Approved on May 18, 2023


Notes

1 Folio, as defined by Santos (2015), is a sheet of paper of variable format, whose sides are called front and back, and can be folded in two (in-folio), in four (in-quarto) or in eight (in-octavo). A folio folded in two is also called a bifolio.

2 This article is the result of a thesis (Gonçalves, 2021), available in the Repository of the Universidade Federal de Minas Gerais at https://repositorio.ufmg.br/handle/1843/36332.

3 The inventory is also on the Arquivo Público Mineiro [Public Archive of Minas Gerais] website. Available at: http://www.siaapm.cultura.mg.gov.br/modules/fundos_colecoes/brtacervo.php?cid=12. Accessed on: 27 Feb. 2023.

4 This is a non-probabilistic sampling, in which the elements are accessible. That is, objects are selected because they are readily available, not because they were selected using a statistical criterion.

5 The QPcard 101 scale is a chromatic reference chart with three shades of gray for defining the white balance and dimensional scale to assist in documenting and processing images of objects.

6 In the paper folio pattern, the set of closely parallel horizontal wires is called bends and these rest on the set of more widely spaced vertical wires, called point wires. The distances between points and bends normally varied from one manufacturer to another, imprinting characteristics on the papers that could differentiate paper mills.

7 The Memory of Paper Catalogue. Available at: https://www.memoryofpaper.eu. Accessed on: 27 feb. 2023.

8 Banco de dados de filigranas. Available at: http://www.cahip.org/. Accessed on: 27 feb. 2023.

9 The catalog is available at: https://www.memoryofpaper.eu/apm/apm.php?nr=1. Accessed on: 27 feb. 2023.

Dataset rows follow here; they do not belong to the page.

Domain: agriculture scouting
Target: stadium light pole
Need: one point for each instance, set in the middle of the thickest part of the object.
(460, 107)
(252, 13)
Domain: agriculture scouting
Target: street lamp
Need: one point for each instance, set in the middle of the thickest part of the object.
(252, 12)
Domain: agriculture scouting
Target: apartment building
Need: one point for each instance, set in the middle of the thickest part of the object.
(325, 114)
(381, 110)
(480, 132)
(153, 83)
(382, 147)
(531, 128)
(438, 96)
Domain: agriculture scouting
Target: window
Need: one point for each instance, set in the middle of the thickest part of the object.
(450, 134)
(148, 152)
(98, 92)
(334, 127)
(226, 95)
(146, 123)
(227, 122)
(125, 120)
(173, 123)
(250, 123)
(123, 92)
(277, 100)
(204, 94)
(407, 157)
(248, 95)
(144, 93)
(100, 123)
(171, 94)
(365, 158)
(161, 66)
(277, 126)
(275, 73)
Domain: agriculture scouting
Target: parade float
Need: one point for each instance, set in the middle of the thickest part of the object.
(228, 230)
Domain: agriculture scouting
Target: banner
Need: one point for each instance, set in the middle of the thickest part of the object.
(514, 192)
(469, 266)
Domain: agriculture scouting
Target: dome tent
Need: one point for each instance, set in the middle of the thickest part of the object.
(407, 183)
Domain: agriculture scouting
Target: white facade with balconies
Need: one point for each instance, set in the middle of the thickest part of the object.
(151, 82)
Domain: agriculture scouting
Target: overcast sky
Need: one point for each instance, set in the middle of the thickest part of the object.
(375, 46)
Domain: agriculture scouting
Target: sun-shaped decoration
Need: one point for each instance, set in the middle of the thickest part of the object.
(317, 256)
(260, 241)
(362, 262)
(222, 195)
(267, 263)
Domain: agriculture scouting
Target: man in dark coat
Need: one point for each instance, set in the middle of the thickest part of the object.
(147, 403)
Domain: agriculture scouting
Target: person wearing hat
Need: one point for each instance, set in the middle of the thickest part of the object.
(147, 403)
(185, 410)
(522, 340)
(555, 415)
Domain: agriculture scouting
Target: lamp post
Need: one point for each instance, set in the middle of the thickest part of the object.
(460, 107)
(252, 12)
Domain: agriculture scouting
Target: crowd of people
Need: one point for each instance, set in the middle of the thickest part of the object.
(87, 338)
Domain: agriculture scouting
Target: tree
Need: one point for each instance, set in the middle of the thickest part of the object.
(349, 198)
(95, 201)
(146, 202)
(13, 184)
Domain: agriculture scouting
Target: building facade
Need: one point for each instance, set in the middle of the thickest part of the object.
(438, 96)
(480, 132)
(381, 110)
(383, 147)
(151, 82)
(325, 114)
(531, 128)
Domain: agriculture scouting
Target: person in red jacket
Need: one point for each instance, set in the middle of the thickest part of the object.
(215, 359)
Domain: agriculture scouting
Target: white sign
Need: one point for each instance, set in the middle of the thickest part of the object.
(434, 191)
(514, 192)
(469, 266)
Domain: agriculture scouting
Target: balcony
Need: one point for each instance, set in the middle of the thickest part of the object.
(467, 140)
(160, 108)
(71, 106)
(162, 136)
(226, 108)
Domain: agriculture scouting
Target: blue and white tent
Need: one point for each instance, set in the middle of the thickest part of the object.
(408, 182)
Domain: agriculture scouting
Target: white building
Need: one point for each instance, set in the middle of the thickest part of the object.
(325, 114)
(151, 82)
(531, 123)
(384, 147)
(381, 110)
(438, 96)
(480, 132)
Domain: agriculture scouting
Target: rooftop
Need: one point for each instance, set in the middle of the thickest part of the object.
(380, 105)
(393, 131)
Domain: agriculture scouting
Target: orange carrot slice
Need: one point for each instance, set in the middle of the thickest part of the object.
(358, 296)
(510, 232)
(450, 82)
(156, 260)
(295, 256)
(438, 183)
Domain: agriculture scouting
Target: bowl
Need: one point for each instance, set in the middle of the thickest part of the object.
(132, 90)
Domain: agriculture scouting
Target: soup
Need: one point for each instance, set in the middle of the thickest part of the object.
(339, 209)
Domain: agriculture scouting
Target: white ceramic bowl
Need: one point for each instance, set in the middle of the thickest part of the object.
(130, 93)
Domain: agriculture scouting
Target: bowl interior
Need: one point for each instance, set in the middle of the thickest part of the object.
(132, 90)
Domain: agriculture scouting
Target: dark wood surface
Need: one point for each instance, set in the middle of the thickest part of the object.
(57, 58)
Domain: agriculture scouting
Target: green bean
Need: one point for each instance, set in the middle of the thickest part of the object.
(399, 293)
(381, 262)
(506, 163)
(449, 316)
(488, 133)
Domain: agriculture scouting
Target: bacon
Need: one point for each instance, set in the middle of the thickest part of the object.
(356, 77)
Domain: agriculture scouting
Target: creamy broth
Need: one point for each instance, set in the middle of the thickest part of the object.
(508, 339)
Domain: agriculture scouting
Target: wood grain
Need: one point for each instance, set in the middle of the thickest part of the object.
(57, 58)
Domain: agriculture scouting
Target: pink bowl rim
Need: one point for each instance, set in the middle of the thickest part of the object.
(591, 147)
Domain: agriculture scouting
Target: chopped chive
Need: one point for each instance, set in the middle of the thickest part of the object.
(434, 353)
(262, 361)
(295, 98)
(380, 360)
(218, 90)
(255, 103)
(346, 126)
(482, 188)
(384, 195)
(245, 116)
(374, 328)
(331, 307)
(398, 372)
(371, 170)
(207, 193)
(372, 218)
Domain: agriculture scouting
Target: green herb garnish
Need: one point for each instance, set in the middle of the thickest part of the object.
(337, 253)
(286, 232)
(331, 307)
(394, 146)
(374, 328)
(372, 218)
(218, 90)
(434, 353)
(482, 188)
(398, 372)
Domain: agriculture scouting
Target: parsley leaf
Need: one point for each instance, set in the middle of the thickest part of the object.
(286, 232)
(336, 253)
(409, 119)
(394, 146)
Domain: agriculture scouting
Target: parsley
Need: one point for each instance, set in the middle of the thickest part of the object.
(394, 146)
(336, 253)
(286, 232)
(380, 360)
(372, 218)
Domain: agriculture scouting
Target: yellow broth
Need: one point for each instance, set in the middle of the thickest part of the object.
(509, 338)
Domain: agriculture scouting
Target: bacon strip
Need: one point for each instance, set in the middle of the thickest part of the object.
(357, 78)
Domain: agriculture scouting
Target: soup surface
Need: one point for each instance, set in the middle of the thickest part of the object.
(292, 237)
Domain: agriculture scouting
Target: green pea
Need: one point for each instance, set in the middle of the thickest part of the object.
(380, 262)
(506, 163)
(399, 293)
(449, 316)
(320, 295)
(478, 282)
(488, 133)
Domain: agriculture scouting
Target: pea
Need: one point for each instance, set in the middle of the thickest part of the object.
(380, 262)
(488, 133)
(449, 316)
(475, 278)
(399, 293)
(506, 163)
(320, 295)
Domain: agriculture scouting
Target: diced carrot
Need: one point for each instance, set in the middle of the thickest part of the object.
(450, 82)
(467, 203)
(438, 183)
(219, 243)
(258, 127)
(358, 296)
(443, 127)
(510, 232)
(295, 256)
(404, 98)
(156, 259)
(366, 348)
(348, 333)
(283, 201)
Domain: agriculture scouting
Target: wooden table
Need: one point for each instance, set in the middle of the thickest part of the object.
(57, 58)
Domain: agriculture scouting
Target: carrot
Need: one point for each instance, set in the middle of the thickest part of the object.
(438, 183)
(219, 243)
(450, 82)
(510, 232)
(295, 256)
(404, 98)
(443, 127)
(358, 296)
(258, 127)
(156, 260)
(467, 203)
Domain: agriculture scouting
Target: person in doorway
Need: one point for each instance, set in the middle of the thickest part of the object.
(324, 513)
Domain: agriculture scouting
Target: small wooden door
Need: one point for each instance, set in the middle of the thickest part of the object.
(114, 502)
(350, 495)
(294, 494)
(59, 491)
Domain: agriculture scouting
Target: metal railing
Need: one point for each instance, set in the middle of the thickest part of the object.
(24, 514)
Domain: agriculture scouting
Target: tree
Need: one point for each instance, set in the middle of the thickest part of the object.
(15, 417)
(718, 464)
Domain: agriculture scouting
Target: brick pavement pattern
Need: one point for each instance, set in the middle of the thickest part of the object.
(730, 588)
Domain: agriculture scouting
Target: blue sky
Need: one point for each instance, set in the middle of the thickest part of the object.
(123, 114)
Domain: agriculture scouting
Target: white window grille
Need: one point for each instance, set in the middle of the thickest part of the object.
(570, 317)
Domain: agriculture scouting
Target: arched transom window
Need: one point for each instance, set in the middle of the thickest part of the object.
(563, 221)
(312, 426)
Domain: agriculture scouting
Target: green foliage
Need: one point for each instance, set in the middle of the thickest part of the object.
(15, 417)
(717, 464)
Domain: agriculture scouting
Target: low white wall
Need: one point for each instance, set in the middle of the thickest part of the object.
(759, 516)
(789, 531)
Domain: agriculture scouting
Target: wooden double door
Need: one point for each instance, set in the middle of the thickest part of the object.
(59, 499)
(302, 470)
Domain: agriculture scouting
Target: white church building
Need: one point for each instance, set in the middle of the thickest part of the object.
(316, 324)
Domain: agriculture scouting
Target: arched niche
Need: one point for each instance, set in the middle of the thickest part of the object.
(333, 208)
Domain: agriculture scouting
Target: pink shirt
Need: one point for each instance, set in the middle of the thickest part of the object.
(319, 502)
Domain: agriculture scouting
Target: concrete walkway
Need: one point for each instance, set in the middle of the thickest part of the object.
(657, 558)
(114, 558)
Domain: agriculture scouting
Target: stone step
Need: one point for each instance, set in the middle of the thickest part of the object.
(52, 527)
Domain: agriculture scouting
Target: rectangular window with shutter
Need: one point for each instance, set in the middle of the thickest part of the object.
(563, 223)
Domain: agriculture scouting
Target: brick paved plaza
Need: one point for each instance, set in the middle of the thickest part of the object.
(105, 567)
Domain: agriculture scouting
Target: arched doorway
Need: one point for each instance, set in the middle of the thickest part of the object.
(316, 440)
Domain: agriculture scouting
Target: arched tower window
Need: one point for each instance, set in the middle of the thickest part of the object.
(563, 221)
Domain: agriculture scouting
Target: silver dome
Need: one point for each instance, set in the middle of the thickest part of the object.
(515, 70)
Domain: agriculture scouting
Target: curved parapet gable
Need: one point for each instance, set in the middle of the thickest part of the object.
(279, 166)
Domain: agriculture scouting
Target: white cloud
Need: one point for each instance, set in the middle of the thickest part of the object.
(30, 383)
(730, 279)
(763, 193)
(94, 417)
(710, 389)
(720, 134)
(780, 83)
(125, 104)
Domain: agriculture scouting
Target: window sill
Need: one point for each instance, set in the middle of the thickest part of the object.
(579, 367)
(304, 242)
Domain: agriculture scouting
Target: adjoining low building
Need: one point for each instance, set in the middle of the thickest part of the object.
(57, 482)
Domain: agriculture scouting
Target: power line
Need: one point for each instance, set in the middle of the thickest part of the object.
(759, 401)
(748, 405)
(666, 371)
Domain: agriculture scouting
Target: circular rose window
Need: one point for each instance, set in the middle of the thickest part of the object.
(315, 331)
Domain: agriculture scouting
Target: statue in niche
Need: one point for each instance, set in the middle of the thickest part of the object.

10 Fabriano is also known for the work of its blacksmiths. In the commune’s coat of arms, there is the figure of the blacksmith on a bridge over the river with the following phrase: “Faber in amne cudit cartam olim undique fudit”, which, in free translation, says: “The blacksmith in the river beats paper scattered everywhere”, also highlighting paper production.

11 According to the number assigned during the research.

12 Museo della Carta Mele. Available at: https://www.museocartamele.it/. Accessed on: 27 Feb. 2023.

13 Centro Documentazione e Studi Cassinati. Available at: https://www.cdsconlus.it/index.php/2016/09/24/la-cartiera-piccardo-di-fontana-liri1/. Accessed on: 27 Feb. 2023.

14 While Santos (2015) cites the name of António M. Pollera as the one who uses the monogram “AMP” (p. 53) and “AP” (p. 91), Sabbatini (1988) highlights that there is another representative of the Pollera family, Andrea Maria Pollera, who also identifies with the monogram “AP” (p. 98). Therefore, it was not possible to identify the first name of this manufacturer.

15 The same watermark distribution scheme can be seen in the brand inventoried by Santos (2015, p. 102), under the numbers MJ 172 z1 and MJ 172 z.

16 The translation of the word “leg” in Italian is “gamba”, which alludes to the Gambino family.

17 Extremely deteriorated paper, with major support losses, was disregarded, since the loss of material influences the final weight of the paper and, consequently, the calculation of the paperweight.